That's where GROUP BY
comes into play. When we use GROUP BY
with a particular column, only that column and aggregate functions on that column or other columns may be used.
What that means is that if we ask PostgreSQL to group together all the data based on username
, we'll only have access to username
in that query, and the other columns through aggregate functions.
That is because upon grouping, PostgreSQL doesn't know what to do with the data in the other columns.
I'll explain with an example. Let's say we do this:
SELECT username, COUNT(username) FROM votes GROUP BY username;
This is correct, and you get back the username
groups:
username | COUNT(username) |
---|---|
rolf | 1 |
jose | 3 |
anne | 1 |
charlie | 1 |
But what has happened to the data in the vote
and poll
columns?
Well, should it be added together? Should the average be calculated?

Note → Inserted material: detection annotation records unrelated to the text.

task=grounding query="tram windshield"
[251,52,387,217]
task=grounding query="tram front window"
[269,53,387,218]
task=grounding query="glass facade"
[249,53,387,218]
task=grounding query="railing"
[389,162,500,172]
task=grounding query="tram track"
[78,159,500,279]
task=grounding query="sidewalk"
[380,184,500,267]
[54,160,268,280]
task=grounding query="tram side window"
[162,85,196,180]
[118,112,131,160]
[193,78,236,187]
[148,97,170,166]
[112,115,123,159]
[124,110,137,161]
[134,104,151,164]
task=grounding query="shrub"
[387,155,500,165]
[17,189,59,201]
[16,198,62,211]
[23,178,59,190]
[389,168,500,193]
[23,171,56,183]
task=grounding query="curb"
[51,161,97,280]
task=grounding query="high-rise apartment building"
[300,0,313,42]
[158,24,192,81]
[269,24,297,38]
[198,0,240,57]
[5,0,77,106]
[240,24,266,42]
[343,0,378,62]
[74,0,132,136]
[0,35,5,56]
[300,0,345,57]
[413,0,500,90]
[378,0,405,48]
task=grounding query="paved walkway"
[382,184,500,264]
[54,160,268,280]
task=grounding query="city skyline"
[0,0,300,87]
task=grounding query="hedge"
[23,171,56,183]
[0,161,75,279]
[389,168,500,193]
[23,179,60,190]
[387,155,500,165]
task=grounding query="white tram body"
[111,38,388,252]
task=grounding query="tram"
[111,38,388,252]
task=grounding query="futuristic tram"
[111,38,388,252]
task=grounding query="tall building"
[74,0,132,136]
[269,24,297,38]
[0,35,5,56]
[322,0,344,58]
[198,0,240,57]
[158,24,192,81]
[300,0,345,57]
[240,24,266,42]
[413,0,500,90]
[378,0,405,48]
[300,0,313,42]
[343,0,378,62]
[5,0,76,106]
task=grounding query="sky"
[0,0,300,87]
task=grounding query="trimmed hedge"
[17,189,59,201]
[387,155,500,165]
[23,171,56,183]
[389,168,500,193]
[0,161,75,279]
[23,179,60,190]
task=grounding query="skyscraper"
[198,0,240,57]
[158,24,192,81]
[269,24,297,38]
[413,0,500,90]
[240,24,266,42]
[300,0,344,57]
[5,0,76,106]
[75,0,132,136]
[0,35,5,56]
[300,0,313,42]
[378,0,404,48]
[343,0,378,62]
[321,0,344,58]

Should it be discarded?
PostgreSQL doesn't know what to do with the data in the other columns, because we've grouped by the username
column.
You can use aggregate functions[1] on the other columns to interact with the data as a group. For example, you could do this (although it is not terribly useful):
SELECT username, COUNT(username), AVG(vote) FROM votes GROUP BY username;
And you'd get back:
username | COUNT(username) | AVG(vote) |
---|---|---|
rolf | 1 | 2.000 |
jose | 3 | 1.333 |
anne | 1 | 1.000 |
charlie | 1 | 3.000 |
This is the key part of GROUP BY
: you no longer have the table as you did without grouping. You have access to:
- The column you grouped on; and
- The aggregation of other columns (via aggregate functions).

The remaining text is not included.